Üniversiteden sonra askere gittim, Yassıada’da bahriyeli yedek subaydım. Askerliğim devam ederken yarışmaya başvurdum. Şimdi olsa hapse atarlar belki. Kameraman yardımcısı bir asker vardı. “Teğmenim siz yakışıklısınız, sizi sinemaya sokalım” dedi. Sırrı Gültekin’e gittik beraber. Bana “Bak Ses mecmuasının yarışması var, gir buna, adın duyulsun” dedi. Bir baktım 3 bin 500 kişi içinden birinci seçmemişler mi? Birinci seçilenlere
10 filmde başrol oynamayı garanti ediyorlardı. Yedek subaylığım bitmeden üç filmde başrol oynamıştım. ilk başrolümü Türkan Şoray’la “Veda Busesi”nde oynadım. 22 yaşındaydım.

20 yıl aradan sonra  yeniden Tunç Okan...

Tunç Okan, Ses dergisinin yarışmasında 3 bin 500 kişi arasından birinci seçildi.

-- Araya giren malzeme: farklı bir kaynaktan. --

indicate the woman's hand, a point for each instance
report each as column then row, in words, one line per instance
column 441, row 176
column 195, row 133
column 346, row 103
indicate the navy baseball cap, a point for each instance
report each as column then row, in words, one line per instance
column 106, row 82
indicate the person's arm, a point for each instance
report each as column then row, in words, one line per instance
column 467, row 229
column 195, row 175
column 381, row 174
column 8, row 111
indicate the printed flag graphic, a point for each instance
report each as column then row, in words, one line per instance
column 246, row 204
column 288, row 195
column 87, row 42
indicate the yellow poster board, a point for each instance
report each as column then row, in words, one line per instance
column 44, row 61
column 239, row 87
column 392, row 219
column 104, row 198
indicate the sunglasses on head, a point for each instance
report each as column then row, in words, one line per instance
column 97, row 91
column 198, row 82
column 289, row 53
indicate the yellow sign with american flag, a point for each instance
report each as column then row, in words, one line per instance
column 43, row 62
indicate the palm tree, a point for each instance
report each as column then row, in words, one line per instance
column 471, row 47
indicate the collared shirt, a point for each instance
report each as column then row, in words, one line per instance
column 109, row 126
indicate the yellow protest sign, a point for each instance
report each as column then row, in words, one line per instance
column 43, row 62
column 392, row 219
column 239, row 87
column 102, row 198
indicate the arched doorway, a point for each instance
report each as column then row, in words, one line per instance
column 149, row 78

“Cenevre’nin önde gelen diş doktorlarındanım”

Ne oldu da vazgeçtiniz?

İkinci filmde Türkan Şoray ve Sadri Alışık’la oynadım. Üçüncü filmimde de Ajda Pekkan’la... Sonra “Ben bu işleri bırakacağım, hür olmak istiyorum” dedim. “Bu adam delirmiş” dediler. Daha yedi filmlik hakkım vardı. Ama o yedi filmi seçme şansım yoktu. Anlaşmayı bozduk. Ben yine yedi filmde oynadım ama kendi istediğim yedi filmde... Sonra ne olacak bu işin sonu diye düşünmeye başladım. Dünyayı görmek istiyordum, lisan öğrenmek istiyorum. Bir de o zaman her ay bir film çekiliyodu, filmler pek kaliteli değildi. Pek kültürlü bir ortam yoktu. İş beni tatmin etmemeye başladı. Ben de çektim gittim. Önce Almanya’ya gidip Almanca öğrendim. Sonra İsviçre’ye geldim. Sonra da Paris’e gidip Fransızca öğrendim.
Üç film çektim o arada. Bir yandan da diş hekimliği eğitimimi devam ettirdim. Üç evliliğim oldu. Üç de çocuğum var.

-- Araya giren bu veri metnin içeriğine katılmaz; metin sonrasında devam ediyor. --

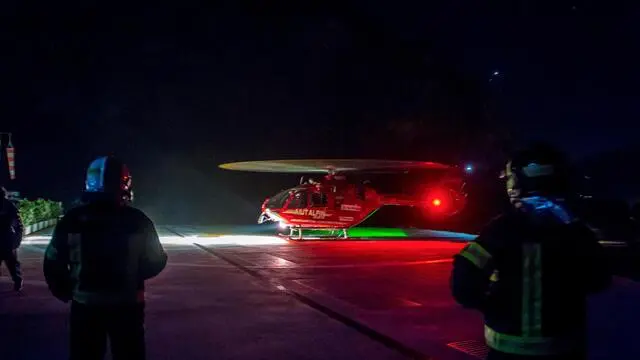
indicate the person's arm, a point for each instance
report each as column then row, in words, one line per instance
column 16, row 225
column 153, row 258
column 56, row 264
column 472, row 269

Neler yapıyor çocuklarınız?

Büyük kızım avukat oldu. Cenevre’de yaşıyor. İkinci kızım 16 yaşında. O da avukat olmak istiyor. Küçük oğlum 13 yaşında.

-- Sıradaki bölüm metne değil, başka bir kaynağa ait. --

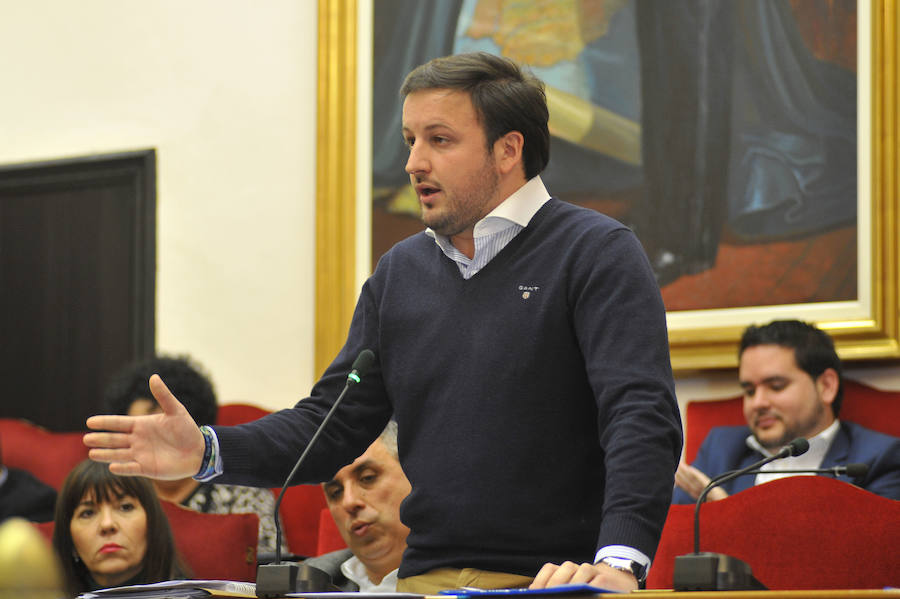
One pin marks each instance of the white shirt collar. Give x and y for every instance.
(812, 459)
(519, 208)
(354, 570)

Şimdi nasıl bir hayatınız var?

Dokuz senedir Nice’teyim. Âşığım Nice’e. Doğası çok güzel. Bir de estetiği var. Doktor olduğum için çok sıhhatli yaşıyorum. Eşim de öyle. O zaten benden 25 yaş genç. Spor yaparım, yemeğime dikkat ederim. Pazartesi Cenevre’ye gidiyorum. Oranın önde gelen diş doktorlarından biriyim. Üç gün sonra ya Nice’e dönüyorum ya da İstanul’a geliyorum. Bir günlüğüne bile ülke değiştirdiğim oluyor. Ama bu bana çok büyük bir keyif veriyor. Hiç canım sıkılmıyor. Üç filmin başrolünde gibiyim. Hafta boyunca her gittiğim ülkede başka olaylar yaşıyorum.